Preliminary findings of a research study involving a five-drug antiretroviral (ARV) cocktail have found that people who start the therapy during acute (or very early) infection experience a marked drop in viral DNA integrated into cells when compared with those living with HIV for some time before beginning the intensified cocktail, MedPage Today reports. Eva Wolf, PhD, of MUC Research in Munich, Germany, presented these two-year results of a seven-year prospective trial at the 7th International AIDS Society (IAS) Meeting in Kuala Lumpur.

While the findings suggest that such a cocktail may help lead to a functional cure by preventing the establishment of the HIV reservoir, the study did not compare a five-drug regimen with the standard three-drug cocktail. So no conclusions can be drawn about whether five drugs would more effectively lead to a functional cure or viral remission. Recently, a study of a group known as the Visconti cohort found that 14 people with HIV in France were able to achieve viral remission after initiating ARVs during acute infection and remaining on the drugs for a median three years before terminating treatment.

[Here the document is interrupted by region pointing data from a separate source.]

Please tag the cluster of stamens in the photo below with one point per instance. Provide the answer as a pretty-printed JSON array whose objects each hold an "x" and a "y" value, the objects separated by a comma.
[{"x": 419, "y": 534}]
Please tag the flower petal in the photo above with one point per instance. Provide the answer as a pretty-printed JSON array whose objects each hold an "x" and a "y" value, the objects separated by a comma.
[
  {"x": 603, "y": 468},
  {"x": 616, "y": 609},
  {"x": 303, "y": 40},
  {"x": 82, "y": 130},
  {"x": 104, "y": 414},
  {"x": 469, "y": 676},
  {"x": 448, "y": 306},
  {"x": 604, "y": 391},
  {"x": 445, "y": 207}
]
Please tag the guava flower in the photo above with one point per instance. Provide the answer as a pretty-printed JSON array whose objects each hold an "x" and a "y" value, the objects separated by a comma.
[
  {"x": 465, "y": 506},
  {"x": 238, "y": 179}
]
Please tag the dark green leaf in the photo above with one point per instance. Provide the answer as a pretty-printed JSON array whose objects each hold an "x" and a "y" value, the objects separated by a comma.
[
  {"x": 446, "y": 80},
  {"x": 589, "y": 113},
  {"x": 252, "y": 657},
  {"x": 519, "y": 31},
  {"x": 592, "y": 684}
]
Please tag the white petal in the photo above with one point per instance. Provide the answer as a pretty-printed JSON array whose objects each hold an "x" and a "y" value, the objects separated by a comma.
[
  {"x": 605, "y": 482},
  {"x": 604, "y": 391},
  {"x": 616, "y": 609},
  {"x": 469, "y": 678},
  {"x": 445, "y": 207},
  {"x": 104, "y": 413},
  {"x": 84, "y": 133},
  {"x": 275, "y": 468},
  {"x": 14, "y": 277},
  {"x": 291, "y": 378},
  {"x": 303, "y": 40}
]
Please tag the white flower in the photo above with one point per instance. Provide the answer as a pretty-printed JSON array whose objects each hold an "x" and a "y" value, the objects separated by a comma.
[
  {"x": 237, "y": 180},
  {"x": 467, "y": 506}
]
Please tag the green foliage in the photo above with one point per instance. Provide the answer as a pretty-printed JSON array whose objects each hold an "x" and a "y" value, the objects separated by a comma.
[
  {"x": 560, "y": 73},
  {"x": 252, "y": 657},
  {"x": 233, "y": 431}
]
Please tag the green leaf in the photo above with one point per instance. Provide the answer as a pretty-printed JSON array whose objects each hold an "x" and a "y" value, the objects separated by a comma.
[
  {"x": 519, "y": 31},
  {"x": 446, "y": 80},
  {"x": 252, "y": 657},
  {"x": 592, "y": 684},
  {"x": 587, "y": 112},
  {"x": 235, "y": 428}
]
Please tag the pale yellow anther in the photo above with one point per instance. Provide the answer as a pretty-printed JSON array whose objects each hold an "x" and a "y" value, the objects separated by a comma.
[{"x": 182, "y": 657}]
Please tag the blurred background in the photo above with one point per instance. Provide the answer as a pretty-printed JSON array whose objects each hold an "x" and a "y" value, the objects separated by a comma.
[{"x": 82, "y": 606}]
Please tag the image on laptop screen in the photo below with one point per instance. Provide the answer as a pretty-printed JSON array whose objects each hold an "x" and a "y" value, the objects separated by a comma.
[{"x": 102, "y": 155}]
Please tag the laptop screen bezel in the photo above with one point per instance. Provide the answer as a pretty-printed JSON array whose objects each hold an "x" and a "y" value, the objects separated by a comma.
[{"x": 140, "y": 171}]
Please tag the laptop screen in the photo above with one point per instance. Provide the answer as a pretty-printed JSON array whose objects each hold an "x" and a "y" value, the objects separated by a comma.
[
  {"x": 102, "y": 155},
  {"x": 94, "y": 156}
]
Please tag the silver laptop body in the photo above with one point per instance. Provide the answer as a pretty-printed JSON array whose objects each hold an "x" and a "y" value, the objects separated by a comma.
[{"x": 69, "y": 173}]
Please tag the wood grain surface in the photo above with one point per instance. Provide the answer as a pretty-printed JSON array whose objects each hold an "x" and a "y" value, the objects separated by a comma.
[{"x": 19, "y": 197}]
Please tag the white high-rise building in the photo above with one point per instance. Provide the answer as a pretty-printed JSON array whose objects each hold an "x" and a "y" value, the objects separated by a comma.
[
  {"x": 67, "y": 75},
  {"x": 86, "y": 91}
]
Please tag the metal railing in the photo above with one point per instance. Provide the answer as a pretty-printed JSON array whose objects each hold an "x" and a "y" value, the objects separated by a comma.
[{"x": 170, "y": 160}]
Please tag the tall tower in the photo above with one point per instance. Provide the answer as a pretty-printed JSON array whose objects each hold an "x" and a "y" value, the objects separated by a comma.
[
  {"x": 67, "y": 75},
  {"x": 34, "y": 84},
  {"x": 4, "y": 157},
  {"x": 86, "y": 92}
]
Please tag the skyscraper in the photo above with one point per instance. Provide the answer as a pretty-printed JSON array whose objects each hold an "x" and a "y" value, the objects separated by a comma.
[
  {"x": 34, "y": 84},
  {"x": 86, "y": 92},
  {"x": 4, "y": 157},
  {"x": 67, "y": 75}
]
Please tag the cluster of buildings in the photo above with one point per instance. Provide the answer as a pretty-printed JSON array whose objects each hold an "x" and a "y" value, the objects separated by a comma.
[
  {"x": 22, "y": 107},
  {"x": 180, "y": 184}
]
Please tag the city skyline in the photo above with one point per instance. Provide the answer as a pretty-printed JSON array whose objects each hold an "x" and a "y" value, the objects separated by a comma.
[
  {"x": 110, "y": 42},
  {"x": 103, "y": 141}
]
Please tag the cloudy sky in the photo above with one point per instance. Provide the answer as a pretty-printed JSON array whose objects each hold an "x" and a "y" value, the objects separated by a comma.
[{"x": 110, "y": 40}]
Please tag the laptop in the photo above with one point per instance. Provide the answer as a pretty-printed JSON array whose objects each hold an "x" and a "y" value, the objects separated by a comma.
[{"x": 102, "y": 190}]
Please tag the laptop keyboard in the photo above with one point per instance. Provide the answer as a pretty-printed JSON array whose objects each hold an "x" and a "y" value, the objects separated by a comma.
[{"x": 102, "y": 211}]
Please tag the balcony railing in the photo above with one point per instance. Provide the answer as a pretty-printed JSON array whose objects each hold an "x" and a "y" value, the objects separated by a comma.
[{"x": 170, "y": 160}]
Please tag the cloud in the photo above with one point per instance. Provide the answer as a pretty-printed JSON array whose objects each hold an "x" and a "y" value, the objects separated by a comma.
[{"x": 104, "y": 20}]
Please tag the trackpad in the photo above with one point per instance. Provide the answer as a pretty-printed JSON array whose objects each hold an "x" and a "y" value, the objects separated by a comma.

The five-drug study recruited 20 participants with acute HIV infection and gave them a regimen of two nucleoside reverse transcriptase inhibitors, a protease inhibitor, the entry inhibitor Selzentry (maraviroc) and the integrase inhibitor Isentress (raltegravir). Investigators also recruited 20 people with longtime HIV infection and gave them Selzentry and Isentress in addition to their regular three-drug regimen.

Two years into the study, the chronic participants essentially had no change in their proviral DNA, which is considered to be a part of the reservoir. The primary infection group saw a median drop of 25 copies per million cells.

Experts not involved in the study criticized it for not comparing three-drug regimens with five-drug regimens and told MedPage Today that prior research has shown that an intensified drug regimen does not have a clear benefit.